Estoy velando la agonía de Enero en palacio. Hoy es 31 del primer mes y ayer fue Nochevieja. Escribo desde la mesa donde un recuerdo de uvas y campanadas daba la entrada a otro dígito. No me acuerdo de cual, otro. Se acumulan los años en velocidad de efervescencia al compás de otro descorche, configurando un pretérito acumulativo de uvas, brindis y besos que se confunden. El pasado así se llena cada vez más aprisa creando un socavón de recuerdos que no sabemos ya donde colocar. El presente se desvanece veloz, como siempre, pues sabemos que es el único tiempo al que solo se accede desde la muerte, dejando un futuro imperfecto con dialéctica interrogante.

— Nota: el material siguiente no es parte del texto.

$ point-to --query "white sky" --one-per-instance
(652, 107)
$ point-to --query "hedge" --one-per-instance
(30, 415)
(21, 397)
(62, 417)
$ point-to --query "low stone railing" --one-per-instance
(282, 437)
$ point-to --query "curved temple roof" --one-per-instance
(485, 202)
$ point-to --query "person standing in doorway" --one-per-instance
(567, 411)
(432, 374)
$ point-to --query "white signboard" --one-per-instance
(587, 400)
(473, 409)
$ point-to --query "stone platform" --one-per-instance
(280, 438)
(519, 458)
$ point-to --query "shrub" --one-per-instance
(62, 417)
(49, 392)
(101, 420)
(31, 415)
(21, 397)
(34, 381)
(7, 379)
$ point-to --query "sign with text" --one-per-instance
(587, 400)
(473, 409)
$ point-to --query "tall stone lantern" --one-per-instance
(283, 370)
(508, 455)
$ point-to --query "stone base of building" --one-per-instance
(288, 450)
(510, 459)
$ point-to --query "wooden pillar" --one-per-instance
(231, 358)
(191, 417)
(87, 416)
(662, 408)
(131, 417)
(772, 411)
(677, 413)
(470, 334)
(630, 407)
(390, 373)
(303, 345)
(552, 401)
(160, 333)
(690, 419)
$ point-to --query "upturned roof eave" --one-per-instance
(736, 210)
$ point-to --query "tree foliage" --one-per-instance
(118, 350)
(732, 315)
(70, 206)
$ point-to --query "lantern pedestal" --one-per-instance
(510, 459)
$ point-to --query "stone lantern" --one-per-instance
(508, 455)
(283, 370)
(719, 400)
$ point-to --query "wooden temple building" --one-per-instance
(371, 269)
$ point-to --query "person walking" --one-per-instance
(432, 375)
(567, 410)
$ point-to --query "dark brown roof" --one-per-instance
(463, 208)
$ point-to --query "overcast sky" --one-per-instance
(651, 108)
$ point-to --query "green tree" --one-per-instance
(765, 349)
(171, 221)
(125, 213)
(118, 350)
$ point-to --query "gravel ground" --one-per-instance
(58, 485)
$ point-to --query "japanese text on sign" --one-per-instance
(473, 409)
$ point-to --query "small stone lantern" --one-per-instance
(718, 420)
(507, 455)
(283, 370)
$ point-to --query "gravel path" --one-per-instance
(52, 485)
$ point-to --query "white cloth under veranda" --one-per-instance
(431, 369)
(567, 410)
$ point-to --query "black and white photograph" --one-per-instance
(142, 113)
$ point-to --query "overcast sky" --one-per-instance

Pero la cuestión es la velocidad del tiempo, ese daño colateral de la materia. Decía nuestro inolvidable y añorado Papa Ratzinger, en entrevista a Peter Seewald que él no creía que estuviésemos en el final de los tiempos. Sin embargo sí que advertía la precipitación del mismo, como en un reloj de arena al que le queda poca arena. Así uno puede ver impotente el paso de cada grano, no como cuando está lleno que, en paciencia, sólo se puede vislumbrar el cambio de volumen. Ahí está la clave, del volumen al grano hay un cambio de actitud. El tiempo se va de las manos, lo vemos, y la desesperación acude a nuestro corazón. Los espejos reflejan ya arrugas más visibles, tics incomprensibles, ojos de luz pálida. El espíritu moderno arregla el problemón del tiempo del espejo a través de convertirse en máscara. Las modelos y los prohombres se operan para, sin saberlo, embalsamarse prematuramente matando la espontaneidad y posando para el vacío como faraones sin Egiptos. Se prefiere posar zombie, sin arrugas ni gracia, que sonriendo la risa heredada que agrada al equilibrio natural. Pero el tiempo sigue puliéndonos a cada tic, a cada tac, en música pegadiza que nos recuerda el paseo hacia el destino. Mi carrillón se hace presente a mi izquierda, dándose por aludido, y tengo la tentación de levantarme y tocar el péndulo para dejarle ahorcado e inmóvil. Entonces se haría el silencio y una ficción de eternidad surgiría. Pero es falso, claro, el reloj de los antepasados se quedaría mirándonos, preñando las horas en silencio, lenocinio de madera que espera revelarse pronto con minutos bastardos.
Ayer, sin ir más lejos, salía con Nuria al centro de la capital. Habíamos quedado a las 8 y volábamos por Zorrilla. Tras un rato mi reloj mostraba las 8 y 20 mientras entrábamos en nuestra plaza. Comenzamos a recordar los tiempos de gloria y, tras unas cuantas paradas, miré el reloj que seguía terco mostrando las 8 y 20 haciendo por una vez que la metáfora del tiempo y la realidad se ajustaran. Cierto es que, en compañía de los tuyos se quiebran los minutos, viviendo un presente, imperfecto pero presente, facturado entre la atención total al instante y la memoria que nos refleja el entorno. Sin embargo esta vez se hizo real con la parada sabia de mi Lotus.
Cuento este rollo relajado, llenado páginas de un blues de domingo sin tema. Podría estar desvariando así hasta la alta madrugada, y sólo sería, en el fondo, una necesidad de parar el tiempo de la única forma que se. El carrillón da una campanada y suena al fondo del ala norte una campanilla que invita al sherry antes de la cena. El tiempo resucita pues por campanillas y timbales, dando el cante. Veo que es mejor dejarlo, cerrar aquí el instante y acudir a tomar un ágape para brindar con un tercer sonido, el de las copas que, incapaces de derrotar el devenir, se rinden de forma dandy sublimando el absoluto y celebrando la derrota.